Week 7: Goodness of fit

Learning goals

By the end of this session, you should be able to…

  • Understand Goodness-of-fit tests:
    • How do we quantify lack of fit for frequency data: the chi2 test stastistic?
    • How much lack of fit do we expect “just by chance” under H0?
    • The Chi^2 probability distribution and its use as a null distribution for goodness-of-fit tests
    • Understand the difference between the Chi^2 statistic and the Chi^2 probability distribution

README FIRST :-) !!!
We first introduce/illustrate THREE important new R functions: dchisq() pchisq() and rchisq().

You then have to apply these functions in a variety of situations.
It’s a good idea to work sequentially:
1. Try the R new functions especially the one that allow you to vizualize and calculate probabilities using the Chi^2 probablity distributions
2. Try the next questions where you will redo in R 2 examples of Chapter 8 step by step
3. Try the set of Chapter 8 practice and assignment problems listed below (also listed in the weekly note)

Exercises

R functions for simulating from / calculating the Chi^2 probability distribution

If you want to draw 100 random number from a Chi^2 distribution with 1, 2, and 5 degrees of freedom (hereafter d.f):

my100deviates=rchisq(n = 100, df = 1) ## try to evaluate that several times (you get different numbers)
hist(my100deviates, main="100 draws from a Chi^2 1 df", col = "deeppink4")

my100deviates=rchisq(n = 100, df = 2) ## try to evaluate that several times (you get different numbers)
hist(my100deviates, main="100 draws from a Chi^2 2 df", col = "deeppink4")
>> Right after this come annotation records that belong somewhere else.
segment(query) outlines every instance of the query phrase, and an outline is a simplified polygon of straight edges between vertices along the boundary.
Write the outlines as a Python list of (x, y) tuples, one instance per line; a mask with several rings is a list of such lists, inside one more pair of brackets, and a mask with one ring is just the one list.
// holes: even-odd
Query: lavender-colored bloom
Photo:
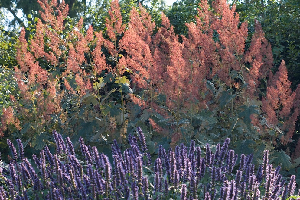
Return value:
[(5, 197), (7, 196), (6, 193), (6, 192), (3, 188), (3, 187), (0, 186), (0, 200), (5, 200), (6, 198)]
[(230, 143), (230, 139), (226, 138), (225, 139), (224, 143), (221, 150), (221, 153), (220, 155), (220, 161), (221, 161), (221, 163), (224, 161), (226, 157), (228, 151), (228, 147), (229, 146)]
[(211, 188), (214, 188), (216, 183), (216, 167), (213, 166), (211, 170)]
[(19, 147), (19, 156), (20, 160), (21, 161), (24, 158), (24, 149), (23, 148), (23, 144), (22, 141), (18, 138), (17, 139), (17, 142)]
[(221, 144), (218, 144), (217, 145), (217, 147), (216, 149), (216, 153), (215, 153), (216, 155), (215, 158), (216, 161), (214, 163), (215, 164), (217, 164), (217, 162), (219, 163), (219, 164), (221, 164), (222, 162), (220, 160), (221, 159)]
[(109, 182), (110, 180), (110, 172), (111, 167), (108, 163), (105, 164), (105, 180)]
[(52, 132), (53, 137), (56, 143), (56, 152), (58, 154), (65, 153), (67, 152), (67, 148), (65, 145), (62, 137), (60, 134), (58, 134), (54, 130)]
[(187, 186), (185, 184), (182, 184), (181, 186), (182, 189), (181, 191), (181, 200), (187, 200)]
[(164, 192), (165, 193), (165, 196), (166, 197), (169, 195), (169, 183), (167, 179), (165, 180), (164, 183), (165, 188)]
[(131, 184), (131, 189), (132, 190), (133, 195), (132, 199), (138, 200), (139, 192), (138, 187), (136, 186), (135, 181), (132, 182), (132, 184)]
[(158, 158), (155, 161), (155, 163), (154, 172), (158, 173), (161, 177), (163, 176), (162, 165), (160, 158)]
[[(232, 199), (234, 198), (234, 197), (236, 197), (235, 194), (236, 188), (235, 182), (234, 180), (232, 180), (230, 182), (230, 189), (229, 189), (229, 199)], [(236, 198), (236, 197), (235, 198)]]
[(92, 160), (91, 154), (89, 150), (89, 148), (84, 144), (83, 139), (81, 137), (79, 138), (79, 143), (80, 144), (80, 148), (81, 150), (82, 154), (84, 156), (86, 160), (89, 163), (93, 164)]
[(241, 180), (242, 180), (242, 171), (240, 170), (238, 170), (236, 171), (236, 176), (235, 177), (236, 185), (237, 188), (240, 187)]
[(186, 181), (190, 181), (191, 178), (192, 174), (191, 169), (191, 163), (190, 160), (188, 159), (186, 161), (185, 168), (184, 169), (184, 178)]
[(8, 187), (8, 193), (11, 197), (14, 196), (16, 194), (16, 191), (15, 189), (15, 185), (10, 179), (8, 179), (6, 180), (7, 186)]
[(266, 150), (263, 152), (263, 173), (266, 175), (266, 173), (267, 165), (269, 164), (269, 151)]
[(240, 168), (239, 170), (243, 171), (245, 170), (245, 163), (246, 161), (246, 157), (245, 154), (242, 154), (241, 155), (241, 158), (240, 161)]
[(59, 190), (55, 188), (53, 190), (53, 195), (55, 199), (64, 200), (64, 197)]
[(226, 159), (226, 164), (227, 166), (227, 173), (231, 173), (233, 170), (233, 167), (235, 165), (236, 160), (235, 158), (234, 151), (233, 150), (229, 150), (227, 154)]
[(205, 195), (204, 197), (204, 200), (210, 200), (211, 199), (210, 195), (209, 194), (209, 193), (208, 192), (205, 193)]
[(97, 147), (95, 146), (93, 146), (92, 147), (92, 149), (93, 151), (93, 154), (94, 155), (94, 157), (95, 158), (95, 161), (96, 163), (96, 166), (97, 167), (97, 169), (100, 170), (102, 167), (103, 167), (102, 164), (103, 161), (101, 160), (100, 158), (99, 153), (98, 152), (98, 150), (97, 149)]
[(246, 183), (242, 182), (241, 183), (241, 197), (245, 197), (246, 195)]
[(139, 182), (142, 182), (142, 177), (143, 173), (142, 161), (140, 156), (137, 158), (137, 164), (136, 166), (136, 167), (138, 173), (138, 181)]
[(53, 159), (52, 154), (50, 152), (50, 150), (47, 146), (45, 146), (44, 148), (45, 149), (45, 153), (46, 155), (46, 157), (47, 157), (47, 159), (49, 161), (50, 164), (51, 165), (53, 165), (54, 163), (54, 160)]
[(283, 192), (282, 193), (282, 196), (281, 197), (281, 198), (282, 199), (286, 199), (286, 198), (287, 197), (288, 193), (289, 192), (288, 189), (289, 188), (288, 186), (285, 186), (284, 187)]
[(170, 176), (171, 182), (173, 183), (175, 178), (174, 173), (176, 169), (176, 160), (175, 153), (174, 152), (170, 152), (168, 154), (169, 160), (170, 161), (170, 171), (168, 173)]
[(180, 154), (181, 166), (183, 169), (185, 168), (185, 161), (188, 158), (188, 148), (183, 144), (181, 144), (180, 146)]
[(272, 180), (272, 175), (267, 173), (266, 177), (266, 186), (265, 186), (265, 196), (266, 198), (268, 198), (269, 196), (271, 189), (273, 187), (273, 182)]
[(66, 143), (67, 144), (67, 148), (68, 149), (68, 153), (69, 154), (75, 155), (75, 151), (73, 146), (71, 139), (68, 137), (66, 138)]
[(227, 200), (230, 199), (228, 198), (228, 195), (229, 193), (230, 188), (229, 188), (229, 184), (227, 180), (224, 183), (224, 186), (221, 188), (221, 192), (220, 193), (220, 199), (222, 200)]
[(275, 199), (278, 196), (278, 194), (279, 193), (278, 192), (279, 191), (281, 187), (280, 186), (277, 185), (275, 186), (274, 189), (273, 189), (273, 190), (272, 191), (272, 195), (270, 197), (270, 199)]
[(9, 139), (7, 139), (7, 144), (9, 147), (9, 148), (11, 152), (11, 154), (12, 155), (12, 159), (15, 161), (16, 161), (18, 159), (18, 155), (17, 153), (17, 150), (15, 147), (15, 146), (11, 142)]
[(129, 162), (129, 155), (128, 154), (128, 151), (127, 149), (125, 150), (123, 153), (124, 157), (124, 167), (126, 171), (129, 171), (130, 169), (130, 163)]
[(211, 161), (211, 151), (209, 147), (209, 144), (206, 144), (206, 155), (205, 155), (205, 161), (208, 166), (210, 166)]
[(142, 189), (143, 191), (143, 193), (144, 194), (144, 195), (146, 199), (148, 199), (148, 197), (149, 196), (148, 194), (148, 188), (149, 188), (149, 184), (148, 183), (148, 179), (147, 177), (143, 177), (143, 186), (142, 187)]
[(195, 141), (192, 140), (191, 141), (191, 146), (190, 147), (190, 151), (189, 152), (188, 157), (190, 160), (192, 156), (194, 155), (195, 152)]
[(263, 173), (262, 172), (262, 166), (261, 165), (259, 166), (259, 168), (257, 170), (257, 173), (256, 175), (256, 179), (257, 180), (257, 182), (259, 183), (261, 183), (262, 180), (263, 176)]
[(162, 190), (162, 183), (161, 177), (158, 172), (155, 172), (154, 177), (154, 191), (155, 192), (160, 192)]
[(11, 180), (14, 184), (15, 184), (17, 182), (16, 174), (16, 170), (15, 169), (15, 166), (11, 163), (8, 164), (9, 167), (9, 173), (10, 174)]
[(288, 185), (288, 191), (290, 195), (292, 195), (295, 192), (296, 189), (296, 177), (295, 175), (291, 176), (290, 182)]
[(142, 150), (144, 152), (147, 151), (147, 146), (146, 144), (146, 140), (145, 139), (145, 136), (143, 133), (142, 129), (139, 127), (138, 127), (136, 128), (138, 133), (139, 133), (139, 137), (142, 143)]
my100deviates=rchisq(n = 100, df = 5) ## try to evaluate that several times (you get different numbers)
hist(my100deviates, main="100 draws from a Chi^2 5 df", col = "deeppink4")

If you want to graph the Chi^2 probability distribution: you have to “plot” the density function over a grid of coordinates

xs= seq(from = 0.01, to=10, by=0.05 ) # xs is a vector of coordinates on the X axis 

y1=dchisq(x =xs , df = 1) #y1 stores the density of the Chi^2 (1 d.f) distribution at each coordinate. 

y2=dchisq(x =xs , df = 2) #y2 stores the density of the Chi^2 (2 d.f) distribution at each coordinate. 

y6=dchisq(x =xs , df = 6) #y6 stores the density of the Chi^2 (6 d.f) distribution at each coordinate. 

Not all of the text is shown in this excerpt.